On Skill — or Being a Virtuoso
It’s past midnight, and I’ve been surfing YouTube and Reddit for a couple of hours now. I’m thinking about a lot of stuff. But the main thing that I’m thinking about is how skill is king. People are appreciated for the skill that they have, people are proud of the skills that they have, people dedicate their lives to hone the skills that they have. I find the idea of being the best (in the world) at something very appealing. The journey of achieving that level of competence (is it just competence?) would be very challenging and uncertain, but the reward must be amazing. This touches on another thing: focus. Being the best at something requires a lot of focus on one (or very few) thing(s). I like the idea of being a virtuoso at something. Not necessarily being the best in the world, but competent enough to be confident and comfortable to show that skill. Better if that can happen without practice beforehand. For example, being able to just pick up a guitar and play a song by ear. This for sure requires a lot of practice and doesn’t come easily, but I believe it’s worth it. This is what I think being a virtuoso is about.
I don’t really understand why I think this is important to me. But I know that it is. And I’ve always been motivated by that. Maybe the next endeavor would be trying to figure out why’s that? I don’t think it’s competitiveness. I think it’s closer to honing my skills to the degree of being confident in them when I need them — being ready for whatever circumstances that would require them. It might be survival instinct: the best tribesman that can hunt is the one who’s more likely to survive. I kind of suspect that media just likes to glamour-ize these people (the best people in their fields) because it attracts attention, therefore ad money?
All I know is that I like to be confident in my skills, have them ready when I need them. I think it’s something competitive, but not the main reason; because I firmly believe that skill/talent/knowledge asserts itself. Skill wins at the end of the day.
How to measure skill? Sports are easy to measure by ranking. Other things that doesn’t have ranking, how would they be approached? Can they be quantified? What makes the best in the world the best in the world?
The problem with saying the best in the world is that somethings aren’t that easy to measure. Even in sports, where the best in the world is known by receiving a specific prize, one can debate even that doesn’t define the best in the world. It, more or less, tells us that some majority in some committee voted that that person in the most deserving of a prize. Which leads me to think that unless the criteria is clearly defined and specified, measurement of skill is subjective. Yet, measuring competence of a skill with confidence might be subjective as well. Some people are more naturally confident than others, and some people have lower expectations than others.
The idea of measuring skill is something that keeps me awake at night (like this one, which is another night than the one when I started writing this piece.) And after all of this thinking and discussions with friends, I’m starting to get convinced that it’s all relative. Some people who live in a family of chess masters are only confident of their skill when they can compete with their family in chess.
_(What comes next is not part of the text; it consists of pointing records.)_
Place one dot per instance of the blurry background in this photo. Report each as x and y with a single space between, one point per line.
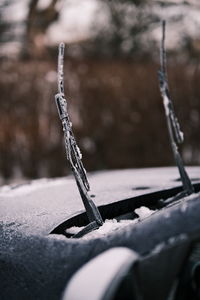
111 64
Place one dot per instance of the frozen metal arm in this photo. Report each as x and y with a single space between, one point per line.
175 134
72 150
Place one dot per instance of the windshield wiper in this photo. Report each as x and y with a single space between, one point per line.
73 152
175 134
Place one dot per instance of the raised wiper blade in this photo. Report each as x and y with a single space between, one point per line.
175 134
73 153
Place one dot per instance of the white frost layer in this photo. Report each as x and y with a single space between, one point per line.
112 225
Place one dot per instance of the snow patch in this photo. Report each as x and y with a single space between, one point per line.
110 226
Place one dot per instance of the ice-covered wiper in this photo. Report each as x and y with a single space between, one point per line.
73 152
175 134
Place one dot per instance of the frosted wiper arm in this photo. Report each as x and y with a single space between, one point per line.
72 150
175 134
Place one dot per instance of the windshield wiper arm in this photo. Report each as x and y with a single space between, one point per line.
175 134
73 152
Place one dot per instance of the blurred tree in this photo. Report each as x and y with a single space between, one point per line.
37 22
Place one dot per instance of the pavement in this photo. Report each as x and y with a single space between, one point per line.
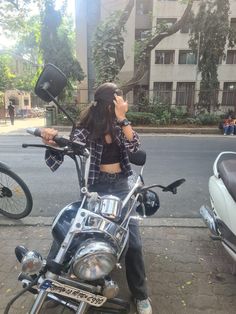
187 272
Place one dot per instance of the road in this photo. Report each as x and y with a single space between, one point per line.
168 158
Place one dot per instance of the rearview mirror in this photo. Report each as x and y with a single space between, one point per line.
50 83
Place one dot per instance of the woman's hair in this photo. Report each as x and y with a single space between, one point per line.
99 117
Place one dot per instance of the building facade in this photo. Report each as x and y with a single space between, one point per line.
20 99
173 76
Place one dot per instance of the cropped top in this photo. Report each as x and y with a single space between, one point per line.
110 153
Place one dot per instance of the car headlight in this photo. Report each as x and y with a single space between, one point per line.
94 260
32 263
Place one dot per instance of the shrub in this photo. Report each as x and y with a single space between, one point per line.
141 118
208 119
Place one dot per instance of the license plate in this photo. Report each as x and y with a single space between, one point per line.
73 293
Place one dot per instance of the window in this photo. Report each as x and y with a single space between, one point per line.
143 7
164 56
231 57
165 23
187 57
185 28
229 94
141 34
162 91
185 93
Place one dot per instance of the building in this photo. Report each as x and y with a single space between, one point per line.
20 99
173 75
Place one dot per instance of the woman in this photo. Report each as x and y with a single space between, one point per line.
109 135
228 125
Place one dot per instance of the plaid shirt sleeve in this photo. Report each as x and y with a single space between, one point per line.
55 159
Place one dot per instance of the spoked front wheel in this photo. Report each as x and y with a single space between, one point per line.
15 198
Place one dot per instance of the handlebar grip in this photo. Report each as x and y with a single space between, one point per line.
34 131
61 141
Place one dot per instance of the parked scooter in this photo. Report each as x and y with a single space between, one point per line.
221 217
91 234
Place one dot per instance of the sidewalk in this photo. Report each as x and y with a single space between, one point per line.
21 124
187 272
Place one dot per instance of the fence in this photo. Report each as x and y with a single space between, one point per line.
188 97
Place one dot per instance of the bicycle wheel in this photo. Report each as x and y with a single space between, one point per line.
15 198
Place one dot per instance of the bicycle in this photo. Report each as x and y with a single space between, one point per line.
15 198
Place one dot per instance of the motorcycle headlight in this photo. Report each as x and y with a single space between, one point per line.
94 260
32 263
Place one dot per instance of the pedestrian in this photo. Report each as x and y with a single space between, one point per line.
229 125
11 112
109 135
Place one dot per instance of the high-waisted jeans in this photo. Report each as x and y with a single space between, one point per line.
135 270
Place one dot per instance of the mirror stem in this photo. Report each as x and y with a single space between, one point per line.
63 110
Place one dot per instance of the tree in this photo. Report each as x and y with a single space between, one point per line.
209 35
6 77
14 12
56 43
109 32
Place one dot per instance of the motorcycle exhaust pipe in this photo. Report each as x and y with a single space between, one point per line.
209 219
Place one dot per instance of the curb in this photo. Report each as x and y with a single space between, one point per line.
160 130
145 223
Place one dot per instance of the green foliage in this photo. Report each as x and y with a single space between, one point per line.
141 118
14 13
6 77
108 49
74 112
28 42
209 34
155 113
1 100
208 119
56 44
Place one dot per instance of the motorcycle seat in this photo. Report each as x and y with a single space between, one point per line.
227 172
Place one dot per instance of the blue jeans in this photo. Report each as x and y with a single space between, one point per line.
135 270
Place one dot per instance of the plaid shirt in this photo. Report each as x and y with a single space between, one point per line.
55 159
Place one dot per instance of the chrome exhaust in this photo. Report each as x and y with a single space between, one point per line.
209 219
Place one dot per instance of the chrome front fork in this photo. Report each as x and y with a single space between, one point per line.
81 309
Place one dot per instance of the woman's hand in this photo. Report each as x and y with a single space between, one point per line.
48 136
121 107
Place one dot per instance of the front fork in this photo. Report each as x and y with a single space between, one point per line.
42 296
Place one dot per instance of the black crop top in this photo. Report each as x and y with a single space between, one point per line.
110 153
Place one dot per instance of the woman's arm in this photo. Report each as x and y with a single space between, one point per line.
131 138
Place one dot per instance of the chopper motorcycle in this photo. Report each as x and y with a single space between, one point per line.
221 217
91 234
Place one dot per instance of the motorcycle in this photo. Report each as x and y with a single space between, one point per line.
91 234
221 217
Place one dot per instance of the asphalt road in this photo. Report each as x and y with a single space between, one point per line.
168 158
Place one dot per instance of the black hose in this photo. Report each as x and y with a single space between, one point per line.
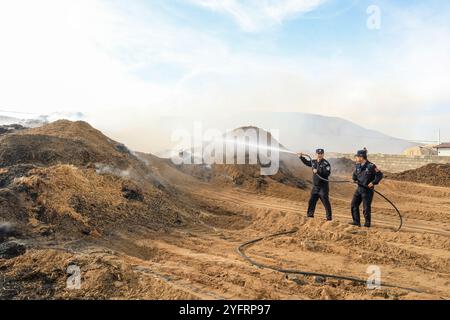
241 251
377 192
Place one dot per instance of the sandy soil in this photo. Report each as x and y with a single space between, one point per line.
200 261
186 247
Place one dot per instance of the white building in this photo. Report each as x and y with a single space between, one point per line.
443 149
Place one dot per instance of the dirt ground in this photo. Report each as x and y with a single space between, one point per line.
189 249
201 262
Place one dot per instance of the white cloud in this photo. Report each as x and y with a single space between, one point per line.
255 15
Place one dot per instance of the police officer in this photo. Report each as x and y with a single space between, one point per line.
321 189
367 176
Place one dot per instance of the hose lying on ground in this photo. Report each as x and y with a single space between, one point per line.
242 247
377 192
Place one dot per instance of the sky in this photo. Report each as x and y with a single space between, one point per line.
127 64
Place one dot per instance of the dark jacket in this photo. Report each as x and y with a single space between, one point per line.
366 174
323 169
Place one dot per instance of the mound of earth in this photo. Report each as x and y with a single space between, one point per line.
432 174
65 142
249 175
67 180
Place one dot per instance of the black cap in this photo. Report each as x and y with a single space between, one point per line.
361 153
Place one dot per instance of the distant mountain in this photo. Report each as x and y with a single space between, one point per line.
307 132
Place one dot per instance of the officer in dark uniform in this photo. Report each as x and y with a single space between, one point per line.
321 189
367 176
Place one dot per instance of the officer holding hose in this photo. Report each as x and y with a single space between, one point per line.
321 188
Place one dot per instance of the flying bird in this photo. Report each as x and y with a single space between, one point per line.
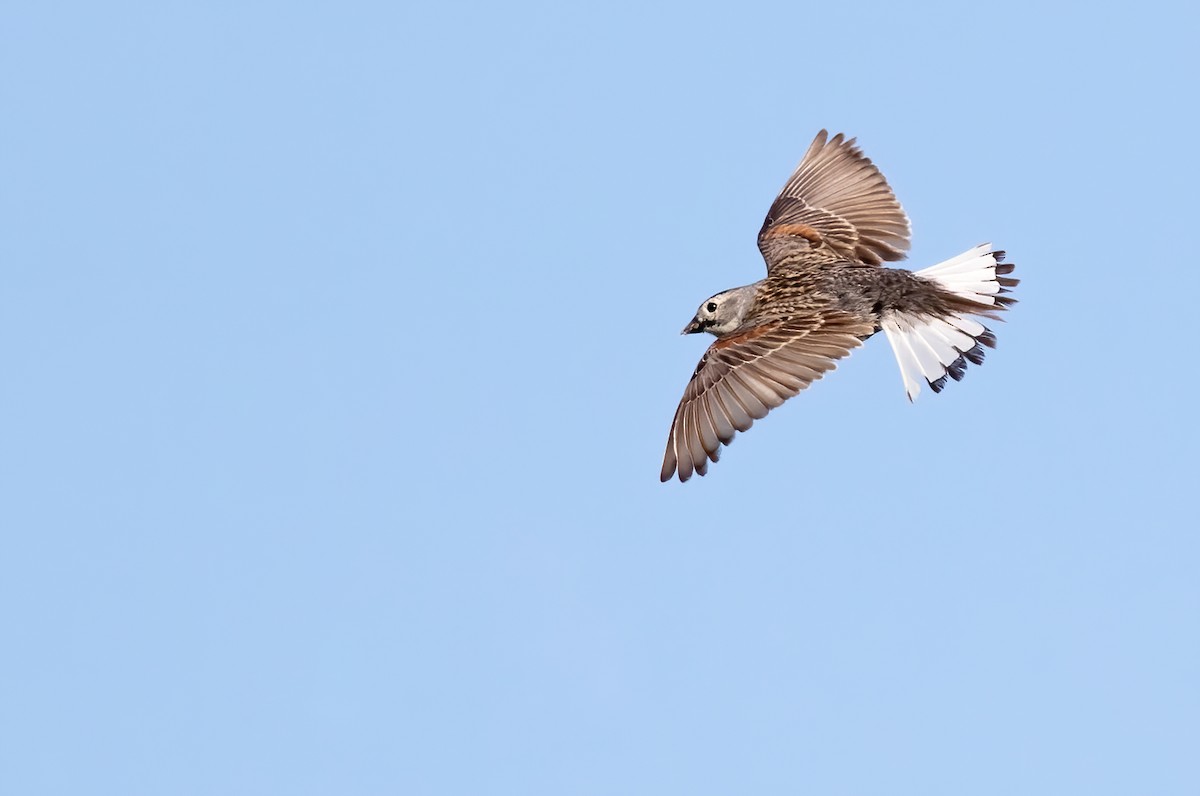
825 240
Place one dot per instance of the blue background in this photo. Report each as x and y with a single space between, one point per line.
340 343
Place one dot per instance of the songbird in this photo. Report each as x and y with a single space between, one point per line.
825 240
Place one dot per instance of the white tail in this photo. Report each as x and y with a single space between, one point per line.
935 348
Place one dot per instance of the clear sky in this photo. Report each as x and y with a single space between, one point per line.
340 343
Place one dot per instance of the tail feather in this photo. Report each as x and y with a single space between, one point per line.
934 348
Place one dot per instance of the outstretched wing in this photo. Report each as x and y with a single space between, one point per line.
835 205
744 376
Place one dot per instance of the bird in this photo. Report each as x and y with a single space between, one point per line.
825 240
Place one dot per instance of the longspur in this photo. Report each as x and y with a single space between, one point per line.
825 240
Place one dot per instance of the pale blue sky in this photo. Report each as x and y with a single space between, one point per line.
340 343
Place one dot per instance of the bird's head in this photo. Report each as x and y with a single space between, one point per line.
723 312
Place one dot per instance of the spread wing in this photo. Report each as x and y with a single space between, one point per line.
747 375
837 205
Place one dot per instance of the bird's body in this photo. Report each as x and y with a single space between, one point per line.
825 292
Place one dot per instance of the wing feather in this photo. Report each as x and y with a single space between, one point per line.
744 376
835 205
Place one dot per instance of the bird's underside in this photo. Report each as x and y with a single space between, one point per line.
823 240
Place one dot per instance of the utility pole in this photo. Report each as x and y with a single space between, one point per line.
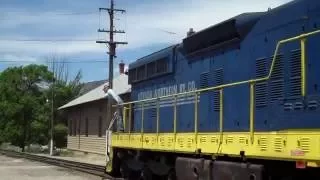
52 112
112 47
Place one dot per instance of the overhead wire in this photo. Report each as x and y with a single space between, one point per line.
69 62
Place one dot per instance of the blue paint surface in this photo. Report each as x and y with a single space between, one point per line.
232 58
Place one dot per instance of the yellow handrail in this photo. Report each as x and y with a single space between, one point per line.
221 114
252 112
303 66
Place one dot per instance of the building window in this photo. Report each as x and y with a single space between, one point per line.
151 69
132 75
87 127
100 127
141 73
70 127
74 127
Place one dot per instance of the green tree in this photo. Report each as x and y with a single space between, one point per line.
22 100
26 97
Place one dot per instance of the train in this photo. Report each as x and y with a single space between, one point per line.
238 100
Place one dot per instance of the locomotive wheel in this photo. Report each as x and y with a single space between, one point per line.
146 174
171 175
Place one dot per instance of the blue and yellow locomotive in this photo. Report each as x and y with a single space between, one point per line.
238 100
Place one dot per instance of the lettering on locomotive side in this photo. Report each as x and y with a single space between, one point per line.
168 90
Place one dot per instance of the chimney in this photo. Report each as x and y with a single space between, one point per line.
190 32
121 67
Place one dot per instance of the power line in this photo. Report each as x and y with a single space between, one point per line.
22 61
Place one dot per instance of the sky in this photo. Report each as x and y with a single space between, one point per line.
33 31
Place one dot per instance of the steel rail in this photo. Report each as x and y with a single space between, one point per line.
92 169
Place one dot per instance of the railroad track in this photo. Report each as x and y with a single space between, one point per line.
96 170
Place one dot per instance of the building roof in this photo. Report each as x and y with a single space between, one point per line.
120 86
88 86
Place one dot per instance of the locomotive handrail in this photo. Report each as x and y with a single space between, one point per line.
302 36
251 82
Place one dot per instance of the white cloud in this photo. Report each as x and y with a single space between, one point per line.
145 25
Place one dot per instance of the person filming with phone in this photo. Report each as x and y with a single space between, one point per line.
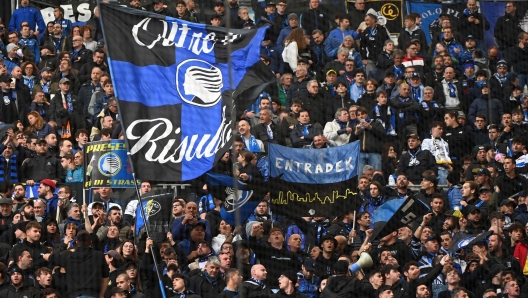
182 227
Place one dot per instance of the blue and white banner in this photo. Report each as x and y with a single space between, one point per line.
314 166
172 80
492 11
106 164
429 12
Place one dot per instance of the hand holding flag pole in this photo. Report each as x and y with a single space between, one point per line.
140 203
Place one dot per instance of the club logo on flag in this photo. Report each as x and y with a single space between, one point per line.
152 208
109 164
200 82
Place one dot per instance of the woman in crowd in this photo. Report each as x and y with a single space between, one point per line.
37 126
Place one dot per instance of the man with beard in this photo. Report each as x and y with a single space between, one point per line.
255 286
31 244
27 213
42 166
16 287
204 251
209 283
341 283
451 223
19 197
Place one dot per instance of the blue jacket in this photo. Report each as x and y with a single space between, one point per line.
279 47
29 14
338 34
309 287
454 196
183 231
75 175
33 46
66 26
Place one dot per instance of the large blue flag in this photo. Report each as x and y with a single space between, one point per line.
175 91
396 213
242 200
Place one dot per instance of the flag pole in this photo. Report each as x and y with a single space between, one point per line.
140 201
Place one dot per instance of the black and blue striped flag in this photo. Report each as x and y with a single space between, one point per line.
174 87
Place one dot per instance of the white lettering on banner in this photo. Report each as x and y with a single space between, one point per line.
178 37
191 147
290 165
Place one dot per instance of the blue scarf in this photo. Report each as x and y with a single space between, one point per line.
30 82
501 79
305 129
342 125
398 72
389 129
96 87
259 282
57 44
45 87
416 94
69 102
209 278
205 258
452 90
75 54
71 220
253 145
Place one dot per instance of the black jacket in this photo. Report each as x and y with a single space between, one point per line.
261 133
274 260
372 42
506 30
85 266
24 292
316 107
203 288
426 161
314 19
340 286
338 102
370 139
82 57
460 140
41 167
250 289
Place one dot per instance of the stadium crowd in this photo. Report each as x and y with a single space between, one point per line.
447 116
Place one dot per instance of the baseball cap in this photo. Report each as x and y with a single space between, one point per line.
5 79
49 183
45 69
8 201
114 254
484 188
10 47
412 135
331 71
483 171
310 264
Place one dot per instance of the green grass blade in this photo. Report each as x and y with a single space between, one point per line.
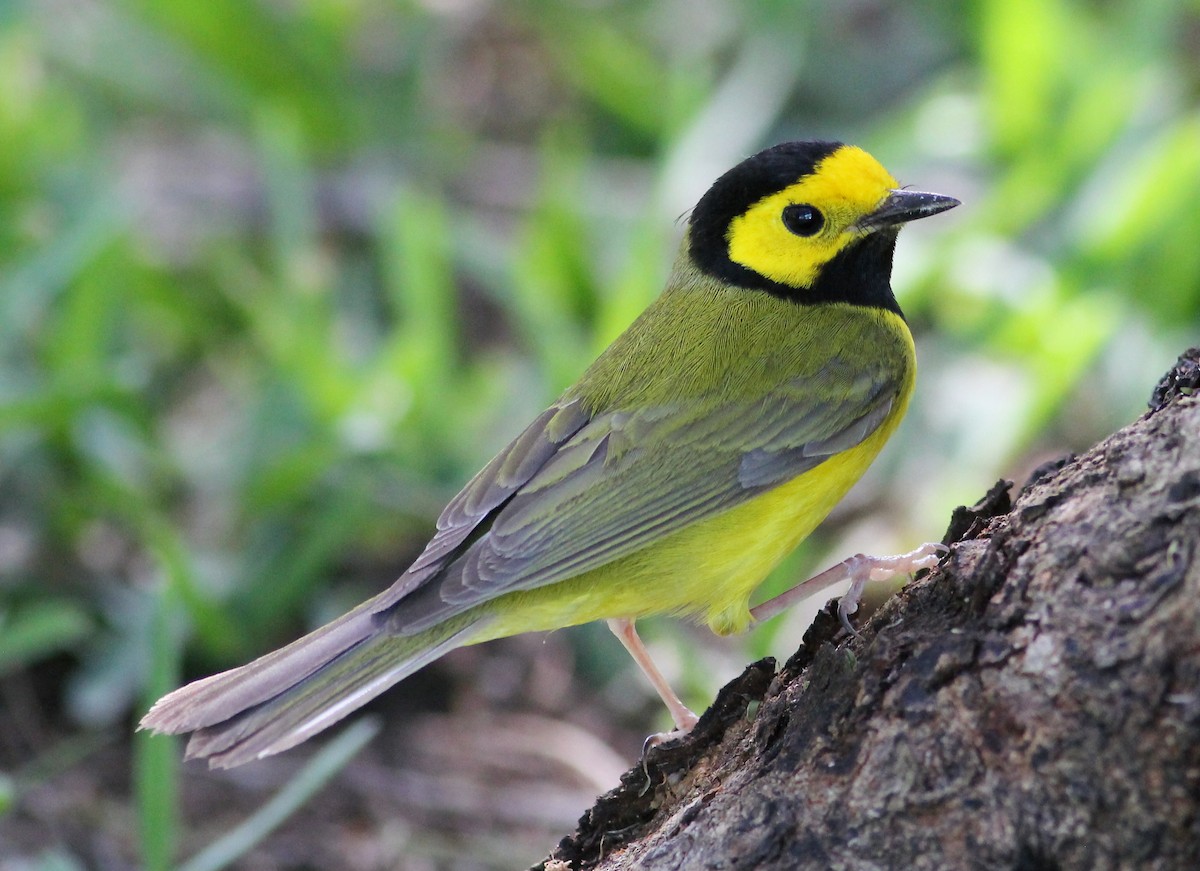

Even though they can beat most people they play with outside their family.
What’s important about measuring skill is that you can measure your progress. I’m a believer that you should only compare yourself to your previous self, even if that’s a huge cliche.
I might’ve deviated from the main idea that I’ve started with. I like the idea of a virtuoso. I’d like to be a virtuoso in many things. What makes me afraid is the focus on being the best in the world. Let’s be honest, most skills require lifetime dedication to become the best in the world in. And while we only want the “hygiene threshold” level, or even a virtuoso-level, of skill, we get demoralized by the difficulty, if possible at all, of being the best in the world.
Being the best in the world makes good content: an exciting final F1 race of the season, an edge of your seat kind of football (yes, football, I'm not going to call it soccer) match, or a really close world championship chess game. Is it cool to be the best of the world? It might. Is it worth the tradeoff? Not really.
The first draft ended with “Skill wins at the end of the day,” I think what triggered all of this is the desire to win. I’m starting to realize that it might be a competitive thing. I think my question is: how much skill is required to win? And the whole blabbering above is just multiple attempts to answer that question.